In devotional singing there is no wrong note or unacceptable voice. All is welcome. Here we can give voice to those inner voices that have been silenced - our anger, our innocence, our passion are all welcome to express themselves. This sanctuary for expression allows these voices to be heard, felt, acknowledged, accepted, and perhaps even understood.
The songs we choose to sing in devotion are personal. Toning or singing a vowel sound can be just as powerful as offering a hymn or medicine song. Any song that allows us to express ourself freely and openly is perfect. (Hallelujah by Leonard Cohen and Feeling Good by Nina Simone are two fo my personal favourites)
Writing in Devotion
To write in devotion is to freely express our inner world onto the page (preferably by hand). It is a free space where we can say those things we felt we had to hide. Here we can share our feelings, our frustrations, even our most petty and judgemental thoughts. By allowing these expressions to be seen and accepted we also allow the expression of what lies beneath.
If you've ever practiced devotional writing you likely know the routine. At first it's awkward, sometimes we just begin by writing what is real in the moment "I'm here writing, I don't feel like it. I don't think there's really anything for me to say..." and then after a while, sometimes a page or two, more comes out. We find ourselves expressing how we feel about a certain situation or going through an experience detail by detail. In her book 'The Artist's Way' Julia Cameron insists on the prate of daily morning pages - three pages of writing every single day as a way to flush out our inner world.
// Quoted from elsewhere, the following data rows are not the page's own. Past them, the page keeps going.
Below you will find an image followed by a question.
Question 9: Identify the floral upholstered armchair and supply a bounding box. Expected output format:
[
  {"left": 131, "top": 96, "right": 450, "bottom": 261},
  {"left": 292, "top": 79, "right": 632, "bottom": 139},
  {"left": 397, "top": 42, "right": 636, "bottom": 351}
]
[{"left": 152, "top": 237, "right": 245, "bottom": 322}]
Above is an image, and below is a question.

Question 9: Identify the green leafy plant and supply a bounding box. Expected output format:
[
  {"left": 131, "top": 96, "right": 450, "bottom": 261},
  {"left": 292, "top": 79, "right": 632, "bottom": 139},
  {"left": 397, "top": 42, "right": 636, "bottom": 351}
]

If you are new to devotional writing we may begin with some simple prompts and follow Julia's advice - write for three pages no matter what and sees what happens. It takes time to build this relationship - just like it takes time for the client to open to their therapist but the results can be remarkable.
A Sanctuary for Voice
If we truly wish to express our voice with resilience and strength we must first develop a relationship with it, a place where all expression is met with acceptance and love. This does not mean that energy thought or emotion is factual truth, but that we are willing to experience these inner voices, to feel our inner landscape, and to allow ourself to rest and surrender in unconditional acceptance.
Over time what we discover is much what Carl Rogers understood - we are not our thoughts or emotions . Our value resides in our existence and our experiences and perceptions are malleable. As we come to allow all the aspects of our inner world to express themselves we come to understand the nature our being and connect to a deepened sense of self and human connection. It is here that we truly find resilience.